Buzz Off Poem by gershon hepner

Buzz Off



They say that Yeats, when reading what he’d written,
would buzz, and sound like bees in glades.
My verses, if recited by a kitten
might well receive more accolades
that they’re accustomed to, for every cool
young kitten preciously can purr,
whereas most humans do not, as a rule.
“Buzz off! ” instead, they say, when they demur.

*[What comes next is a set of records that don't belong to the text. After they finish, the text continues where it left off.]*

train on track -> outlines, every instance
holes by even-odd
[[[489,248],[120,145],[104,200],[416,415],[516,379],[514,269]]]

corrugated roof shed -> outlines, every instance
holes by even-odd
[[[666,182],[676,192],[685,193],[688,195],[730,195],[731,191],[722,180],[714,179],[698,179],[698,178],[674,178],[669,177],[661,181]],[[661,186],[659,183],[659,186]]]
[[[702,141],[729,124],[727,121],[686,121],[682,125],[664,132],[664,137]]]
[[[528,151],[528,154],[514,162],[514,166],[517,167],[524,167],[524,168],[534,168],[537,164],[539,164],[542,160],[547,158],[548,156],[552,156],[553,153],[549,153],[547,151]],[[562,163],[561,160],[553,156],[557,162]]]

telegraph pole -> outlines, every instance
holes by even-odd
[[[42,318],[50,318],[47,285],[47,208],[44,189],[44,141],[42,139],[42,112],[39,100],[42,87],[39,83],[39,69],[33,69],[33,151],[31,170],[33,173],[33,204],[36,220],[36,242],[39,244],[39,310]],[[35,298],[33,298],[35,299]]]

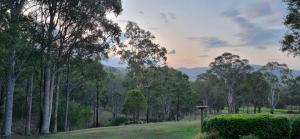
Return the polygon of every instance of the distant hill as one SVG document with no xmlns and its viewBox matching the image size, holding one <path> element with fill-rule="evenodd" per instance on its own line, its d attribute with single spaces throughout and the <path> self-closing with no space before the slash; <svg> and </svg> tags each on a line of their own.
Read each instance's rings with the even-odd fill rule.
<svg viewBox="0 0 300 139">
<path fill-rule="evenodd" d="M 262 66 L 261 65 L 252 65 L 252 67 L 254 68 L 254 70 L 258 70 Z M 208 70 L 208 67 L 193 67 L 193 68 L 181 67 L 181 68 L 177 68 L 177 70 L 185 73 L 186 75 L 189 76 L 191 81 L 194 81 L 197 79 L 197 75 L 199 75 L 201 73 L 205 73 Z M 294 77 L 300 76 L 300 70 L 292 70 L 292 72 L 293 72 Z"/>
<path fill-rule="evenodd" d="M 262 66 L 261 65 L 252 65 L 254 70 L 260 69 Z M 104 70 L 109 71 L 116 76 L 125 76 L 127 73 L 127 70 L 125 67 L 111 67 L 104 65 Z M 181 67 L 177 68 L 178 71 L 181 71 L 182 73 L 185 73 L 186 75 L 189 76 L 189 79 L 191 81 L 194 81 L 197 79 L 197 75 L 201 73 L 205 73 L 208 70 L 208 67 L 193 67 L 193 68 L 186 68 L 186 67 Z M 300 76 L 300 70 L 292 70 L 293 71 L 293 76 L 297 77 Z"/>
<path fill-rule="evenodd" d="M 122 76 L 122 77 L 124 77 L 126 75 L 126 73 L 127 73 L 125 67 L 111 67 L 111 66 L 108 66 L 108 65 L 103 65 L 103 68 L 104 68 L 105 71 L 111 72 L 115 76 Z"/>
</svg>

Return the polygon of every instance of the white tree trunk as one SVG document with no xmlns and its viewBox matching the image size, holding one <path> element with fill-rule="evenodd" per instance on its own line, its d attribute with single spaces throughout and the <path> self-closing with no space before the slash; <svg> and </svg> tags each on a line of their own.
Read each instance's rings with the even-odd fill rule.
<svg viewBox="0 0 300 139">
<path fill-rule="evenodd" d="M 13 113 L 13 95 L 15 89 L 15 49 L 11 51 L 8 58 L 6 69 L 6 102 L 3 119 L 2 137 L 11 136 L 12 113 Z"/>
<path fill-rule="evenodd" d="M 43 97 L 43 120 L 41 134 L 49 134 L 50 128 L 50 95 L 51 95 L 51 69 L 48 60 L 45 67 L 44 79 L 44 97 Z"/>
<path fill-rule="evenodd" d="M 31 108 L 32 108 L 32 91 L 33 91 L 33 71 L 31 77 L 27 81 L 26 94 L 27 94 L 27 117 L 25 125 L 25 135 L 31 134 Z"/>
<path fill-rule="evenodd" d="M 231 87 L 228 88 L 227 103 L 228 103 L 228 113 L 235 113 L 234 94 Z"/>
<path fill-rule="evenodd" d="M 54 107 L 54 125 L 53 125 L 53 132 L 56 133 L 57 132 L 57 113 L 58 113 L 58 104 L 59 104 L 59 84 L 60 84 L 60 78 L 59 78 L 59 74 L 57 75 L 56 78 L 56 83 L 55 83 L 55 107 Z"/>
</svg>

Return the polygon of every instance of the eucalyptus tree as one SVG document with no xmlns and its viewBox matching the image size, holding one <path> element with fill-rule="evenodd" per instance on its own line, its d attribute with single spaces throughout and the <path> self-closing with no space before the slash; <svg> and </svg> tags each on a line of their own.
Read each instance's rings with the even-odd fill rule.
<svg viewBox="0 0 300 139">
<path fill-rule="evenodd" d="M 270 113 L 273 114 L 280 98 L 281 89 L 287 85 L 292 78 L 291 70 L 286 64 L 269 62 L 262 67 L 261 72 L 264 74 L 263 77 L 270 86 L 268 102 Z"/>
<path fill-rule="evenodd" d="M 129 75 L 135 81 L 135 88 L 143 90 L 152 83 L 146 81 L 145 72 L 147 72 L 147 68 L 155 68 L 165 63 L 167 50 L 153 42 L 155 36 L 151 32 L 141 29 L 134 22 L 128 22 L 125 37 L 128 39 L 128 43 L 121 47 L 118 54 L 121 55 L 121 60 L 128 64 Z M 149 100 L 147 97 L 150 94 L 145 96 Z M 147 106 L 149 105 L 147 103 Z M 147 110 L 147 122 L 148 113 L 149 110 Z"/>
<path fill-rule="evenodd" d="M 281 51 L 288 52 L 294 56 L 300 55 L 300 2 L 299 0 L 283 0 L 287 4 L 287 15 L 284 25 L 288 28 L 281 41 Z"/>
<path fill-rule="evenodd" d="M 300 76 L 292 79 L 287 88 L 288 105 L 300 105 Z"/>
<path fill-rule="evenodd" d="M 246 94 L 243 94 L 243 96 L 248 96 L 248 102 L 254 106 L 254 113 L 257 112 L 257 108 L 260 112 L 270 91 L 270 86 L 265 80 L 264 74 L 260 71 L 249 73 L 243 84 L 246 89 L 244 91 Z"/>
<path fill-rule="evenodd" d="M 119 42 L 120 29 L 106 14 L 122 11 L 120 0 L 33 0 L 28 16 L 39 25 L 37 48 L 44 72 L 41 134 L 48 134 L 54 81 L 71 57 L 106 56 Z"/>
<path fill-rule="evenodd" d="M 210 63 L 210 71 L 224 81 L 227 90 L 228 112 L 236 112 L 237 86 L 245 75 L 251 71 L 247 59 L 231 53 L 223 53 Z"/>
<path fill-rule="evenodd" d="M 121 47 L 118 54 L 121 55 L 121 60 L 128 64 L 129 72 L 136 80 L 136 87 L 143 89 L 144 70 L 164 63 L 167 60 L 167 50 L 153 42 L 155 36 L 151 32 L 141 29 L 131 21 L 126 26 L 125 38 L 128 39 L 128 43 Z"/>
<path fill-rule="evenodd" d="M 199 74 L 191 83 L 193 105 L 207 105 L 219 112 L 226 105 L 224 83 L 210 71 Z"/>
<path fill-rule="evenodd" d="M 191 88 L 187 75 L 163 66 L 148 69 L 145 77 L 149 84 L 144 88 L 147 121 L 179 120 L 190 112 Z"/>
<path fill-rule="evenodd" d="M 129 90 L 126 96 L 123 111 L 132 115 L 134 120 L 139 120 L 140 115 L 146 108 L 146 98 L 139 89 Z"/>
<path fill-rule="evenodd" d="M 5 74 L 5 114 L 2 136 L 9 137 L 12 127 L 13 95 L 18 77 L 26 69 L 26 62 L 32 56 L 32 19 L 24 13 L 27 0 L 2 0 L 0 2 L 1 63 Z M 1 69 L 0 69 L 1 70 Z"/>
<path fill-rule="evenodd" d="M 100 103 L 103 102 L 101 101 L 101 98 L 104 98 L 105 96 L 102 95 L 103 92 L 106 91 L 106 84 L 108 82 L 108 74 L 106 71 L 104 71 L 102 64 L 99 61 L 91 61 L 88 60 L 85 62 L 86 65 L 82 71 L 85 72 L 85 77 L 87 77 L 89 80 L 94 82 L 94 88 L 96 90 L 96 95 L 95 95 L 95 127 L 99 127 L 99 109 L 100 109 Z M 100 96 L 101 95 L 101 96 Z"/>
</svg>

Inspired by an article by Jim Dwyer on an exhibition of the notebooks of William Butler Yeats and Maud Gonne in Dublin (“Yeats Meets the Digital Age, Full of Passionate Intensity, ” NYT, July 20,2008) . After I wrote the poem, I read an article by Vivien Schweitzer on a movie about the music of Karlheinz Stockhausen called “The Helicopter Quartet” in which the composer underscores the magic nature of the sound of bees (NYT, July 13,2008) .

Dwyer writes about Yeats:
All his verse was meant to be heard, not read. Yeats once said, ‘“Write for the ear, I thought, so that you may be instantly understood as when an actor or folk singer stands before an audience.”
Here the words roll across one screen, while evocative pictures fill the others. The opening of each poem commands silence:
When you are old and gray and full of sleep
And nodding by the fire, take down this boo.
The readers include Seamus Heaney, Sinead O’Connor and Theo Dorgan, but it is the voice of Yeats himself, reciting “The Lake Isle of Innisfree” at a sing-song pace, that comes as a revelation. Yeats “had a very distinctive Irish country accent, from Sligo, ” noted Patrick McAfee, a visitor earlier this month. “That was amazing. And the way he was reciting was very peculiar. My friend said it was rather beelike, like a bee in a glade.”
Vivien Schweitzer writes:
When asked how the realization of the project compared with his dream, Stockhausen, looking rather despondent, said that dealing with the mundane logistics and technical apparatus rendered everything 'very down to earth.' In his dream, he said, 'I was freer.' 'I floated through the air, ' he added. 'I was a creature without a body.' Stockhausen, who was widely criticized for remarks (taken out of context, he said) that the 9/11 attacks were 'the greatest work of art that is possible in the whole cosmos, ' imagined that the whole world could become music. But it's probably just as well that he didn't try to realize all his dreams. One, he explains in the film, involved a swarm of bees and a violinist. 'The buzzing made by lots of bees is a magic sound to me, ' he says.